Ethan Harrow, having been sentenced to a fifty-year jail term for his part in a Columbine-like massacre, is sent to jail. There, he slowly becomes acclimated to life in jail and encounters some frightening and weird people. At the end of the issue, after a confrontation with some Nazis, Harrow’s powers manifest themselves in a most surprising and strange way.
Steve Gerber’s amazing new series continues with a trip into a virtual hell on earth. Readers are systematically walked into the prison, step by agonizing step, and at each point the tension rises. By the time Ethan is actually in his cell, it’s hard to not feel an intense sense of foreboding about the story. It’s a strange, tense and scary world in the state penitentiary, and we see it through Ethan’s intense and confident eyes.
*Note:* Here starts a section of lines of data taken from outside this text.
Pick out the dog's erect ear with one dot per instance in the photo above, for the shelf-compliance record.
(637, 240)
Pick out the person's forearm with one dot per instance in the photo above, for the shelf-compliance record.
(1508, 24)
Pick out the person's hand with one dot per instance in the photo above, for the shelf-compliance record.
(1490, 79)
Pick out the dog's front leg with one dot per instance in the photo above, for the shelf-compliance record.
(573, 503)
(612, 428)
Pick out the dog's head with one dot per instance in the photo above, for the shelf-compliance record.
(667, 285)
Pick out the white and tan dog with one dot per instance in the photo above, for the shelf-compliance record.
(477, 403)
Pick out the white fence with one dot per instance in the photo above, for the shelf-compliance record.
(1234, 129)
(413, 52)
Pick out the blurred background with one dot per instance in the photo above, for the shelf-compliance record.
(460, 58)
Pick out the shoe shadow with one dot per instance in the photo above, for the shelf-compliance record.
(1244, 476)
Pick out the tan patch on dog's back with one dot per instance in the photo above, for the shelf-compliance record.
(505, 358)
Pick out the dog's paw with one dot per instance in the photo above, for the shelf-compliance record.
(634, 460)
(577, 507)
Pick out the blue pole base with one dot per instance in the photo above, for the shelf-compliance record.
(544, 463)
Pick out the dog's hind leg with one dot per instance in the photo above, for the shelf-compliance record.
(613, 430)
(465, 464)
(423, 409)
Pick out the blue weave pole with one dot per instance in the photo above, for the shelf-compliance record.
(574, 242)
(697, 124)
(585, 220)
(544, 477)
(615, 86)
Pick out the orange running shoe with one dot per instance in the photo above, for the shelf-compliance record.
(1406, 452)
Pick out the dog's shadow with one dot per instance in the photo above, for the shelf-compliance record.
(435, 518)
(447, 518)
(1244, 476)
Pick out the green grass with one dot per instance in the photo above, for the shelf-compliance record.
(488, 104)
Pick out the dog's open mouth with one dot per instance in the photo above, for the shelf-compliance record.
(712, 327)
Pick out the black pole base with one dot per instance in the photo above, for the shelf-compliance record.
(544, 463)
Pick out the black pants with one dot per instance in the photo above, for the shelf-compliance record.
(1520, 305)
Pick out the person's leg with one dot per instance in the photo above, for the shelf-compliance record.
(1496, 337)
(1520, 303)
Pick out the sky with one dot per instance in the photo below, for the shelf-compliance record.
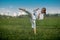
(52, 6)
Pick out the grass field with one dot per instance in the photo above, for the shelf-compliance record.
(20, 29)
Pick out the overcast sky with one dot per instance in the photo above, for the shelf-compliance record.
(52, 6)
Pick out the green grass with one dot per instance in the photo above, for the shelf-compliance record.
(20, 29)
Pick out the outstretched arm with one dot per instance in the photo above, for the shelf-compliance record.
(29, 14)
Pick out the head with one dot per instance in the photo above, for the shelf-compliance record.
(43, 10)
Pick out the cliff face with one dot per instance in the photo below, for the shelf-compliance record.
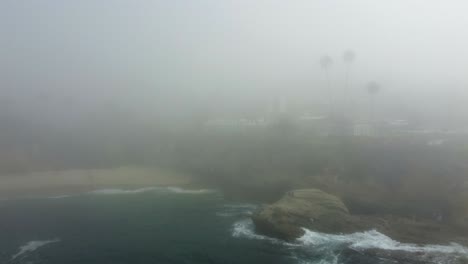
(322, 212)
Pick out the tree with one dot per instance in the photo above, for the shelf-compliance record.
(373, 89)
(348, 57)
(326, 62)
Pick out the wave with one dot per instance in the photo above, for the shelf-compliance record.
(32, 246)
(374, 240)
(190, 191)
(320, 248)
(245, 228)
(233, 210)
(123, 191)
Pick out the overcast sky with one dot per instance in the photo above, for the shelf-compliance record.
(147, 55)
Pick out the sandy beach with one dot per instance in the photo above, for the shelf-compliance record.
(51, 183)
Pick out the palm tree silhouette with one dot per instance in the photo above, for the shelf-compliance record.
(348, 57)
(373, 89)
(326, 62)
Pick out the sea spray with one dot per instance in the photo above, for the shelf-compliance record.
(32, 246)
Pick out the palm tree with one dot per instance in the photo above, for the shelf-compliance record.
(348, 57)
(373, 89)
(326, 62)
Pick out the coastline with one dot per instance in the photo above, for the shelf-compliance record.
(70, 182)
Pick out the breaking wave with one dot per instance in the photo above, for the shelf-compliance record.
(235, 210)
(32, 246)
(375, 240)
(320, 248)
(123, 191)
(190, 191)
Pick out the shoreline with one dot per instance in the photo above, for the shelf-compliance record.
(73, 182)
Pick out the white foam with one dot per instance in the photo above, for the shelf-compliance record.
(233, 210)
(60, 196)
(187, 191)
(245, 228)
(375, 240)
(123, 191)
(32, 246)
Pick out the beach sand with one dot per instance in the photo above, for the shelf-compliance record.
(55, 183)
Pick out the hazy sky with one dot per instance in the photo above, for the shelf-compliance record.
(149, 55)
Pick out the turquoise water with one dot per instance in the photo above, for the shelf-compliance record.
(157, 225)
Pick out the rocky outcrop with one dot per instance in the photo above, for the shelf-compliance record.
(322, 212)
(309, 208)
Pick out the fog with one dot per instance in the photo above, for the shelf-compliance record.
(248, 131)
(152, 58)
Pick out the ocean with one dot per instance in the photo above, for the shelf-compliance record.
(173, 225)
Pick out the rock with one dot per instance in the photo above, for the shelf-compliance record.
(309, 208)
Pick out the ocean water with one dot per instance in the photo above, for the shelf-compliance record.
(173, 225)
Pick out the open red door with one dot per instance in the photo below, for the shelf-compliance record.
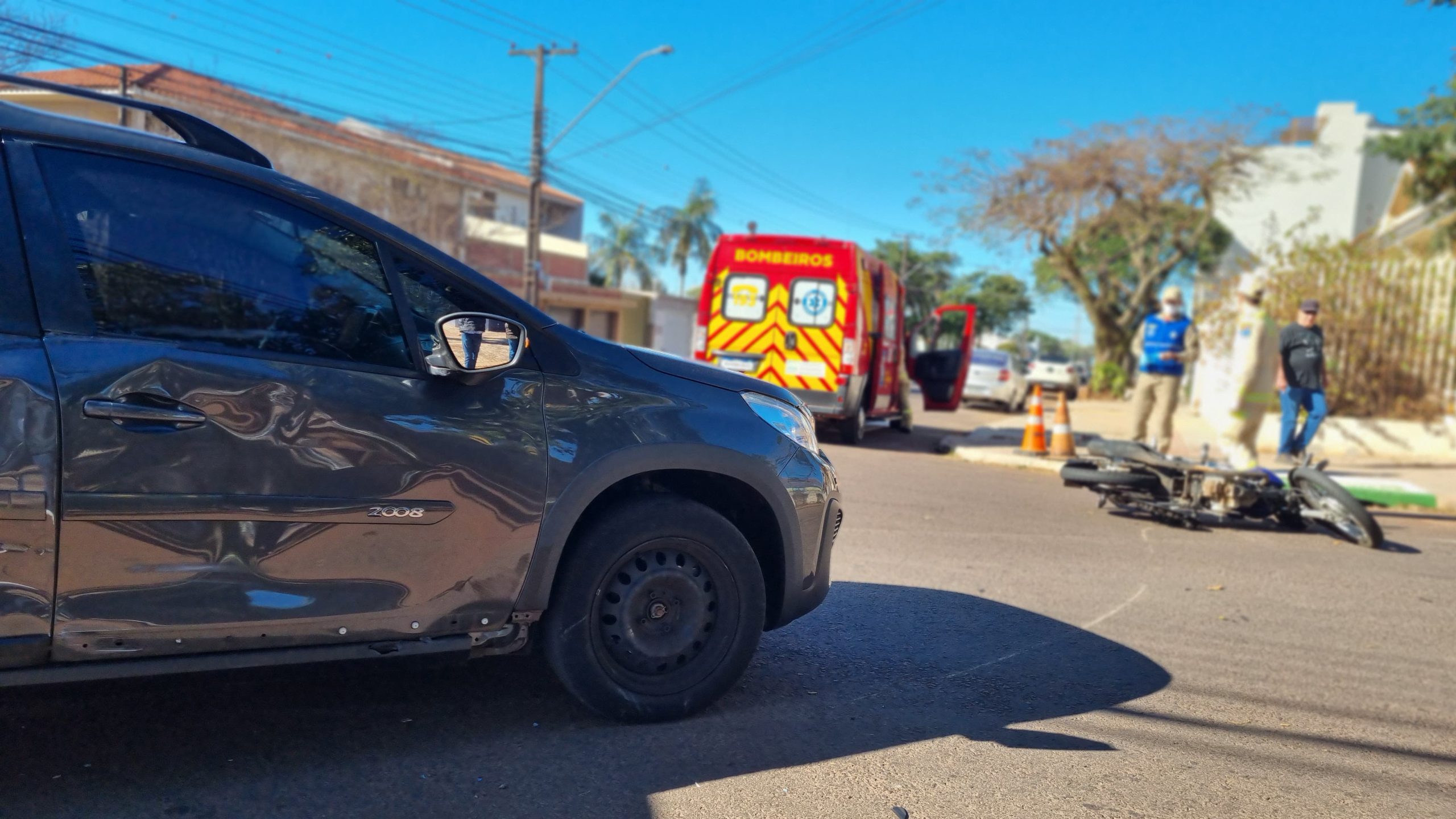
(941, 369)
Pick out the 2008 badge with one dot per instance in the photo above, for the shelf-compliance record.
(396, 512)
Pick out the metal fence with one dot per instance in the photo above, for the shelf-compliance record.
(1389, 330)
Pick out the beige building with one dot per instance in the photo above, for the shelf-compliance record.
(471, 209)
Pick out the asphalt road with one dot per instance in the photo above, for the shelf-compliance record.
(994, 646)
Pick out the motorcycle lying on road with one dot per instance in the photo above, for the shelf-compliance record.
(1180, 491)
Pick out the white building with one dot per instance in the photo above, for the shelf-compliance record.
(1320, 183)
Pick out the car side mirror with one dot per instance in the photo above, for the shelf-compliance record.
(475, 343)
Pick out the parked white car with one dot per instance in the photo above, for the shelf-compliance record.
(995, 378)
(1054, 374)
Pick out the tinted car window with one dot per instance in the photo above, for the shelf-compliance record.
(175, 255)
(432, 296)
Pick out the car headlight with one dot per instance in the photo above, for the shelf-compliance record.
(792, 421)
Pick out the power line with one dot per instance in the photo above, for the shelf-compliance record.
(332, 56)
(792, 61)
(110, 55)
(370, 94)
(734, 162)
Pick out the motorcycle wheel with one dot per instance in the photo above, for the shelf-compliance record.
(1350, 519)
(1094, 477)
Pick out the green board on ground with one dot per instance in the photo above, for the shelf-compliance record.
(1387, 491)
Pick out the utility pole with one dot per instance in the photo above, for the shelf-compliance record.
(532, 270)
(121, 110)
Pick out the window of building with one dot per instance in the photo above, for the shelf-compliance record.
(481, 205)
(177, 255)
(568, 317)
(603, 324)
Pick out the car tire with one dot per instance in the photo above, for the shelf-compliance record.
(852, 429)
(656, 611)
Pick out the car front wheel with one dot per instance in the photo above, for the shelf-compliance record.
(656, 613)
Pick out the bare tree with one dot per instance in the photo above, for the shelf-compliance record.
(28, 38)
(1114, 209)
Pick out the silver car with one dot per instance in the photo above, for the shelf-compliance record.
(995, 378)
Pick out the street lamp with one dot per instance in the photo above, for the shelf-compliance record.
(533, 228)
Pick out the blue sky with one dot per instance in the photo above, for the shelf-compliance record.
(828, 146)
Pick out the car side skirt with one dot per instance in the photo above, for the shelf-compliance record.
(226, 660)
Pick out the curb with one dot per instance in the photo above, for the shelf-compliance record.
(998, 457)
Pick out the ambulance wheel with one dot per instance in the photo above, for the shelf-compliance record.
(852, 431)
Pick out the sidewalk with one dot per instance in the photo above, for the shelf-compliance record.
(1391, 462)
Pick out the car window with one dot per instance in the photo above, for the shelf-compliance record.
(432, 296)
(177, 255)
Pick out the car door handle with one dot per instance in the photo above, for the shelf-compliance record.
(127, 411)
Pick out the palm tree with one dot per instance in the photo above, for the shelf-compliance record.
(621, 250)
(689, 232)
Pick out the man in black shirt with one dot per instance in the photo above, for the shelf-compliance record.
(1301, 379)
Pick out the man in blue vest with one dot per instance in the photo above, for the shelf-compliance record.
(1165, 346)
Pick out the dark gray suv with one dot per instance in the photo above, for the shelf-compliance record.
(246, 423)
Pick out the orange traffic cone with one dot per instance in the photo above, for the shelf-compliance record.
(1062, 442)
(1034, 441)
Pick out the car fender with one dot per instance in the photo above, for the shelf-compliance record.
(565, 511)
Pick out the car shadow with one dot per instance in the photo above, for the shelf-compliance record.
(877, 667)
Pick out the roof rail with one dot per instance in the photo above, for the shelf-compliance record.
(194, 130)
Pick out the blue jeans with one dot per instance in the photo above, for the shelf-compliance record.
(1293, 400)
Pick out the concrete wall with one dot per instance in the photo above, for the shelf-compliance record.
(1330, 187)
(1327, 188)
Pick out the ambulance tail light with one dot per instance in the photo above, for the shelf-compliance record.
(849, 358)
(701, 341)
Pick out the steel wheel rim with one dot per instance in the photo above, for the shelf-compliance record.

Brian Hurtt’s art is wonderful. It has to be a difficult assignment to have to draw so many human figures without superpowers, but his depiction of the prison and inmates bring the characters to life. Brian Haberlin’s muted color palette adds perfectly to the mood of the story.
I understand that Hard Time and the other DC Focus books aren’t doing too well for DC, but this really is a special comic: intelligent, intense and questioning. It’s not exactly a cheerful comic, but it is a real treat to read something as thoughtful as Hard Time.